Через какое-то время в рокот немецких бомбовозов вдруг ворвался нарастающий и захлебывающийся вой одинокого истребителя, летевшего, кажется, над самыми верхушками молодого леса. Над лагерем его мотор будто взвыл от смертельного удара — послышался похожий на выстрел хлопок, и в небе остался только размеренный гул немецких самолетов; все различили оборвавшийся шум мотора истребителя, и многие увидели, как он косым полетом скользнул над Минским шоссе и наклонно устремился в сторону недалекого безымянного озера, окруженного высокими камышами и коварно-топкими болотами-торфяниками. Тут же со стороны озера донесся гулкий звук удара, вслед за которым послышался шум падающей воды и коротко шваркнувшего в ней раскаленного железа.
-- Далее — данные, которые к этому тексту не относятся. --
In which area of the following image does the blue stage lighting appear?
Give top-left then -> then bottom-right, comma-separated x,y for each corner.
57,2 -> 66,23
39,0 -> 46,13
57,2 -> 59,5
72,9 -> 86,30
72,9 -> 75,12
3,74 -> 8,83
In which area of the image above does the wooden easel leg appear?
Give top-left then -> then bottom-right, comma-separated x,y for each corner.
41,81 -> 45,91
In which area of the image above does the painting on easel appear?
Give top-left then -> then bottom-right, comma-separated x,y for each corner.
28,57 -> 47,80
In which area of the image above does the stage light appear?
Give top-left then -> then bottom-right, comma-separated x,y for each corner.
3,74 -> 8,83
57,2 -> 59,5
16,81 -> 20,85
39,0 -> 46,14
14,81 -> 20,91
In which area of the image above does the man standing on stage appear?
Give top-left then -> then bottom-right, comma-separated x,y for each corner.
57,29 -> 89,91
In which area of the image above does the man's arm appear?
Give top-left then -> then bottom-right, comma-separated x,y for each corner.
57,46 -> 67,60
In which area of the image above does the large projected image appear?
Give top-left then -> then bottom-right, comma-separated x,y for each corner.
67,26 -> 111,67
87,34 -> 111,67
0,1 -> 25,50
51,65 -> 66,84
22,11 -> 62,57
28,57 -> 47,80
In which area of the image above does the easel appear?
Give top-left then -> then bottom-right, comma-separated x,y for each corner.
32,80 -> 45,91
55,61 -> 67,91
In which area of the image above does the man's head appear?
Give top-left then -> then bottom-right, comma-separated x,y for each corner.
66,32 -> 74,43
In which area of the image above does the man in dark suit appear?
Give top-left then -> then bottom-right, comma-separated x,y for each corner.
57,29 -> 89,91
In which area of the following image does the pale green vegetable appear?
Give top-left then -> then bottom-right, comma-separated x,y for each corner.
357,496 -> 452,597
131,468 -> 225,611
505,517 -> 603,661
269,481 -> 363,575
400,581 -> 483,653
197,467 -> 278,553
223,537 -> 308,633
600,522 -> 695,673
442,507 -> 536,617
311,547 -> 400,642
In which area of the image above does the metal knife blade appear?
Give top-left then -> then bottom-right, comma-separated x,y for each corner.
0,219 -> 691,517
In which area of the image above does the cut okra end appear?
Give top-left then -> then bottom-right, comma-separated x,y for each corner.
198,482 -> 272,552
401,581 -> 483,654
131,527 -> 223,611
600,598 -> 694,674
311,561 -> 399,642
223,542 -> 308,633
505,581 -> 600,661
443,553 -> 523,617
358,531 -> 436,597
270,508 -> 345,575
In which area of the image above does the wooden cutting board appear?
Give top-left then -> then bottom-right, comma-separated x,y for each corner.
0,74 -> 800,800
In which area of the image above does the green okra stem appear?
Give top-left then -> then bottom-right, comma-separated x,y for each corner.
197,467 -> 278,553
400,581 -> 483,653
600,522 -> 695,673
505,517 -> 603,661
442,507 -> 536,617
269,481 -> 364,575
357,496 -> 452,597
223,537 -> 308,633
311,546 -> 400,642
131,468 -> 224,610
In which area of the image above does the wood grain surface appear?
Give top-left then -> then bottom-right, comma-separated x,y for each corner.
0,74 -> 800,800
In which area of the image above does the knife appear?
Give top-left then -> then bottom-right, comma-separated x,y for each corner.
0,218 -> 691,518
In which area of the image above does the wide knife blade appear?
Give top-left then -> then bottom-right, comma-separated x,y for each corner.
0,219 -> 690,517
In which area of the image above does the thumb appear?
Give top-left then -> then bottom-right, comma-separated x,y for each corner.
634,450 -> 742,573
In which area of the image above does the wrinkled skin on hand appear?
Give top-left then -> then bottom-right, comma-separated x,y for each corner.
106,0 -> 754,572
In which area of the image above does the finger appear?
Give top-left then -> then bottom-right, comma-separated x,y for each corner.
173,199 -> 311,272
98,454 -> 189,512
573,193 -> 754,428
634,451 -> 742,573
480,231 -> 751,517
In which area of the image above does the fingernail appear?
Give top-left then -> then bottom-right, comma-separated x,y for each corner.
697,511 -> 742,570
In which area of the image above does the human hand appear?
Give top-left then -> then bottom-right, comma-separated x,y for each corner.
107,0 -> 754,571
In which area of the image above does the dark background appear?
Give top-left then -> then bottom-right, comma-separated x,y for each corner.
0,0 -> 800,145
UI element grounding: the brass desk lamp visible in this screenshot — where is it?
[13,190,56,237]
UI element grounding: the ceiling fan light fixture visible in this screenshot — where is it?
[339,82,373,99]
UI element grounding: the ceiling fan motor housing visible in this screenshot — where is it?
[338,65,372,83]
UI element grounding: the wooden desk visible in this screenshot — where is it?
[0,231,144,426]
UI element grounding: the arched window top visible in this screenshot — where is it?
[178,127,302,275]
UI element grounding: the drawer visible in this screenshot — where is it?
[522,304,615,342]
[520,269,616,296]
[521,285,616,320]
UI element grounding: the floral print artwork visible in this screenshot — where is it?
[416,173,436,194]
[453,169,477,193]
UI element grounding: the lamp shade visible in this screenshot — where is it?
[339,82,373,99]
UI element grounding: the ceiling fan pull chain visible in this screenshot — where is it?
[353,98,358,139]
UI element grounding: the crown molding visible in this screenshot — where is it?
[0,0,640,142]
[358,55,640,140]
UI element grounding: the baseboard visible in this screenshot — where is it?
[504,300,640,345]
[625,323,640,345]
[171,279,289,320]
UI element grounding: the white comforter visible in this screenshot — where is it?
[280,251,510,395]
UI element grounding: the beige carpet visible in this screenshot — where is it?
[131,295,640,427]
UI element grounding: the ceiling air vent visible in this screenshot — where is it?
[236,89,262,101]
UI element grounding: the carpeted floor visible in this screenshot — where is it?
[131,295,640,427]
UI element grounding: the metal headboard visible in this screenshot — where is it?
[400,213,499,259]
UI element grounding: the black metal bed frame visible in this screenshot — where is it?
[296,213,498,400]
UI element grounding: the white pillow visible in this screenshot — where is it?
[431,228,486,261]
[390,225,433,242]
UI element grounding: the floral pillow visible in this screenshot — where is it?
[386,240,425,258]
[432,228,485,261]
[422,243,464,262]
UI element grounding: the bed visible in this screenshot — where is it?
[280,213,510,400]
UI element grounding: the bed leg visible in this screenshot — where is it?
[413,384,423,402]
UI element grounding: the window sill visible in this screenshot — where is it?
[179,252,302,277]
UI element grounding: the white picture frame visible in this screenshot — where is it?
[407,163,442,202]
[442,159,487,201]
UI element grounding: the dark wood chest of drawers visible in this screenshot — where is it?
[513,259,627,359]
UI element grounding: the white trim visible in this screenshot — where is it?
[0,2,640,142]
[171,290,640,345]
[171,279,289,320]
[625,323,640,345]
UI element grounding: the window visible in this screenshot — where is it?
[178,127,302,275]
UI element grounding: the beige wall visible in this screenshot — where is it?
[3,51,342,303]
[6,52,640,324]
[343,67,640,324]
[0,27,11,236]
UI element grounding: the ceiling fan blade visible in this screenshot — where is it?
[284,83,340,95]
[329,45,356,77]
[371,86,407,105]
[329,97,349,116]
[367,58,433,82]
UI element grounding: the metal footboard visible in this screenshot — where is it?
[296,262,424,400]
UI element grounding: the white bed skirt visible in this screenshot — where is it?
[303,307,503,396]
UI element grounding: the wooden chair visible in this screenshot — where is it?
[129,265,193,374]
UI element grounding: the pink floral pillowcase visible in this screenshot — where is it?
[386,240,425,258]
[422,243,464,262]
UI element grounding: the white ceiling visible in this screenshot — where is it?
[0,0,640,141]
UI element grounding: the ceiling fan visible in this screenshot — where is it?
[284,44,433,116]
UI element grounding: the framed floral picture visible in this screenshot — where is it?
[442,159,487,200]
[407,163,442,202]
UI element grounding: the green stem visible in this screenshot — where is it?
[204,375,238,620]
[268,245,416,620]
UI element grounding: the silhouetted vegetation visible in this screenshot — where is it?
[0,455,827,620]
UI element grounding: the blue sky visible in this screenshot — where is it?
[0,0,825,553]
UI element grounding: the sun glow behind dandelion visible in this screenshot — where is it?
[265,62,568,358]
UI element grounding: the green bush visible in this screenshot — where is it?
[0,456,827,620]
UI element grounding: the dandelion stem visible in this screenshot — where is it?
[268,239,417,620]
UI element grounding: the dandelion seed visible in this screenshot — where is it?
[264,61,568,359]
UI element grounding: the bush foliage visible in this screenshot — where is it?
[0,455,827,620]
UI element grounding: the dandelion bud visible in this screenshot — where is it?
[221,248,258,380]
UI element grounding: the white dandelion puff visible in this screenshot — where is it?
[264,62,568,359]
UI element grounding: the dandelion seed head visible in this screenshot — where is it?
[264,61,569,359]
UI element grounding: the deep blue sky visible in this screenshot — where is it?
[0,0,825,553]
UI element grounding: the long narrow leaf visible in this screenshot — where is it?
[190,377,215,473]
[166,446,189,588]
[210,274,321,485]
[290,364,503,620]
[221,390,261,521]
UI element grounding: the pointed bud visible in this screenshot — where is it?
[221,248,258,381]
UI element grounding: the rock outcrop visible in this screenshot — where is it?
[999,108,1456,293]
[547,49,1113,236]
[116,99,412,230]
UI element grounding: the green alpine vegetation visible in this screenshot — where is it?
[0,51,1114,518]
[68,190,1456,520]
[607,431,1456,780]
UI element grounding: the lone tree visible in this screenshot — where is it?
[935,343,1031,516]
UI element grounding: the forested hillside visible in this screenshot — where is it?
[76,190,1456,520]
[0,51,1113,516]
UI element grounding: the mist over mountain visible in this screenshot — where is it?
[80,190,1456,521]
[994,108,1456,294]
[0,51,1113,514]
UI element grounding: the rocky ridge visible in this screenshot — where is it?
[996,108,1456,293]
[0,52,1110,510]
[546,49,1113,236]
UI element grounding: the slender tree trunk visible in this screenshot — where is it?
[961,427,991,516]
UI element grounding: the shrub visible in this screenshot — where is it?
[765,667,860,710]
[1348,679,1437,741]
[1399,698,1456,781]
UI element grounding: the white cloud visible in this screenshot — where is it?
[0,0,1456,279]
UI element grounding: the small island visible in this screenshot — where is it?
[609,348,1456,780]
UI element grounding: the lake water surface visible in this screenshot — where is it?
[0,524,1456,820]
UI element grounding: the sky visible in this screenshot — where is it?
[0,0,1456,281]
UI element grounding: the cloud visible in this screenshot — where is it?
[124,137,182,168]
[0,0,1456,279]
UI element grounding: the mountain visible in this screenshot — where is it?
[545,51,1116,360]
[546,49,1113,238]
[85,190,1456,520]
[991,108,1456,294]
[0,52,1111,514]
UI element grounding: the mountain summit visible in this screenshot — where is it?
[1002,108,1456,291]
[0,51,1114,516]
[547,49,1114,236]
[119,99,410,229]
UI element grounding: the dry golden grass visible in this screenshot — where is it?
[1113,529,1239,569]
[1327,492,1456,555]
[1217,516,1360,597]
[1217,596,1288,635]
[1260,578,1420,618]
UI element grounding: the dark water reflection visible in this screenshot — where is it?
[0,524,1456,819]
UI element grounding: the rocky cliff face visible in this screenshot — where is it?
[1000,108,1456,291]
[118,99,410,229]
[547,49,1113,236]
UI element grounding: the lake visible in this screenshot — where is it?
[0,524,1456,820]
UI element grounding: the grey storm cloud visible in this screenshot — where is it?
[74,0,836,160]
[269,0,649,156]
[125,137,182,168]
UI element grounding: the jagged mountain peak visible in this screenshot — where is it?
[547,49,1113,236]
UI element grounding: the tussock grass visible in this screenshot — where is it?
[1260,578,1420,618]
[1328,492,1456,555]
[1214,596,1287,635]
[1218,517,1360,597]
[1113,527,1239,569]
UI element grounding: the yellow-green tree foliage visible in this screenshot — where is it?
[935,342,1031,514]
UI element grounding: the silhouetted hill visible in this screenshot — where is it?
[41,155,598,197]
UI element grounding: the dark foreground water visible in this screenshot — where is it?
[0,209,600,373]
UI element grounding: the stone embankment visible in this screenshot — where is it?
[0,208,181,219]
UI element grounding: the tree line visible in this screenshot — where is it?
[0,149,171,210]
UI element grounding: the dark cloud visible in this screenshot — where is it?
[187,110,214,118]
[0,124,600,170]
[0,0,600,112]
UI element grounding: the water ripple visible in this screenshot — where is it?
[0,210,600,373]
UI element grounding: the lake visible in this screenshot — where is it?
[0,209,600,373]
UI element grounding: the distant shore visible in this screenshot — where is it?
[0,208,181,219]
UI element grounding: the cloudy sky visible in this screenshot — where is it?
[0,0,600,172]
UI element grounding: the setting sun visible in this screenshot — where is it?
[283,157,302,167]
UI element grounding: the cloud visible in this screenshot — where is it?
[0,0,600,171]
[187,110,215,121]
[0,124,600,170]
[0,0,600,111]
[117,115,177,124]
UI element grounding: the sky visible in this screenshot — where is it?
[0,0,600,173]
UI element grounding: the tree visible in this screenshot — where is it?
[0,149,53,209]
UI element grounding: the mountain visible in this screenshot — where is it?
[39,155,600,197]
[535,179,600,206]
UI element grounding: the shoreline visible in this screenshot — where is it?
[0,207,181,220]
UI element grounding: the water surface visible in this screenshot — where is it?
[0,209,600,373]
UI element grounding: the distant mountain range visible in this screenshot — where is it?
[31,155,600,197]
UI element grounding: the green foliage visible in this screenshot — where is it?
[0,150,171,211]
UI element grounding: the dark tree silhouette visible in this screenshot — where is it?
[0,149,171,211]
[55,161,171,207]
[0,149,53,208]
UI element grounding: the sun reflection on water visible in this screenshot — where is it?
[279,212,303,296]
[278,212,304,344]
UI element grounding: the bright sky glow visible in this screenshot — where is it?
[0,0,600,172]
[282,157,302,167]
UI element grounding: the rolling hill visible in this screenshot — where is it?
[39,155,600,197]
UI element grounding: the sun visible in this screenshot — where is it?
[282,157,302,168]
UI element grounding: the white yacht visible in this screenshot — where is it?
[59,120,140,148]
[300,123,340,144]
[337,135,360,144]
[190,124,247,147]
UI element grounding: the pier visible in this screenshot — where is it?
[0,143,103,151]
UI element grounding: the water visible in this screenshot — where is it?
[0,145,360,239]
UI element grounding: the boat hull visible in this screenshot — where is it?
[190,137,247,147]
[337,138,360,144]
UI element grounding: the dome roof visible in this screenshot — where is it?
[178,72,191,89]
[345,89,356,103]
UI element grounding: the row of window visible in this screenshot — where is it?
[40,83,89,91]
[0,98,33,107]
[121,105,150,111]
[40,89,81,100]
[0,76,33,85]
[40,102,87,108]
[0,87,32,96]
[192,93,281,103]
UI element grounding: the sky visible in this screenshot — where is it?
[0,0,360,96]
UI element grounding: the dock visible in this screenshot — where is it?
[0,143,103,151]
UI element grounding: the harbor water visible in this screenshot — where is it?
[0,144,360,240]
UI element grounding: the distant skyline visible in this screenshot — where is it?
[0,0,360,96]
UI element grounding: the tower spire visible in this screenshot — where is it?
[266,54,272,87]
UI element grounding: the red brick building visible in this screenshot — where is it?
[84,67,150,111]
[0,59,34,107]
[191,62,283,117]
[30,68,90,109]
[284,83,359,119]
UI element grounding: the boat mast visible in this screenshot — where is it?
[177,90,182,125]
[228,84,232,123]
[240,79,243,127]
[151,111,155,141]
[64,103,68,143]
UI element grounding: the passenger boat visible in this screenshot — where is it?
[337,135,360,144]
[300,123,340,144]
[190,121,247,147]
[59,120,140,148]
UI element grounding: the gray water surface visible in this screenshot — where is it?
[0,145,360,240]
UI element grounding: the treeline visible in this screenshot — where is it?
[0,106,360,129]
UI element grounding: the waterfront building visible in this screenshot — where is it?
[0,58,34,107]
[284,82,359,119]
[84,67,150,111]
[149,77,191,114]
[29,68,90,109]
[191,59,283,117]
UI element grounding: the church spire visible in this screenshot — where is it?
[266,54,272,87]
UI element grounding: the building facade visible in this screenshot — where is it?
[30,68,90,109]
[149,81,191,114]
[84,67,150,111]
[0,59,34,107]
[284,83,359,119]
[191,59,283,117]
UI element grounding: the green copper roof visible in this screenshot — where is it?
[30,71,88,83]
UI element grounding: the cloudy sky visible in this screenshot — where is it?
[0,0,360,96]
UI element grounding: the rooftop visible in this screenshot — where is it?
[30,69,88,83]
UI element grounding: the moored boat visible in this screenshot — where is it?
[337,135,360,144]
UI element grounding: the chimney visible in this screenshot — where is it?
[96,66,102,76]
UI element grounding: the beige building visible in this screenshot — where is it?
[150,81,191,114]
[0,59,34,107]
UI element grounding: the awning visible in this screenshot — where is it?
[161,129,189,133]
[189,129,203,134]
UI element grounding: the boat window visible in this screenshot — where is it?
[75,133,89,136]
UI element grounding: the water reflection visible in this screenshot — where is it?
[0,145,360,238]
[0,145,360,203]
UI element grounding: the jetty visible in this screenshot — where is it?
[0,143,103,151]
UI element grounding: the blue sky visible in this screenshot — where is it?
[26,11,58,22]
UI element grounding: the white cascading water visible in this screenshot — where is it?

Ольга Васильевна от охватившего ее испуга не успела ничего осмыслить, как Ирина, быстро сняв висевшую на сучке сосны санитарную сумку, взволнованно крикнула:
— Мама, бежим! Там наш летчик гибнет!
В сторону упавшего истребителя побежали несколько десятков людей, главным образом юношей. Ольга Васильевна тоже выскочила на опушку сосняка, но увидела, что до темнеющей стены камышей довольно далеко, и в нерешительности остановилась.
В это время буквально в десятке метров от нее приземлился парашютист. Он гулко ударил ногами о землю, затем свалился на бок, перевернулся на спину и несколько мгновений лежал неподвижно, как мертвый.
«Немец!» — испуганно трепыхнулась мысль у Ольги Васильевны.
Парашютист зашевелился, затем сел, и послышался его урчащий, сдавленный болью голос, в котором она разобрала бранно-матерные слова.
«Свой!» — облегченно вздохнула.
Парашютиста окружили выбежавшие из сосняка люди, помогли встать, освободиться от лямок парашюта.
Это был лейтенант Виктор Рублев.
— До Кубинки далеко отсюда? — с тяжкой удрученностью спросил он.
— Порядочно, — ответила за всех водовозчица Валя. — Садись в мою карету, подвезу до штаба, а оттуда на машине подбросят. — И она указала на впряженную в двуколку с бочкой лошадь, стоявшую на опушке.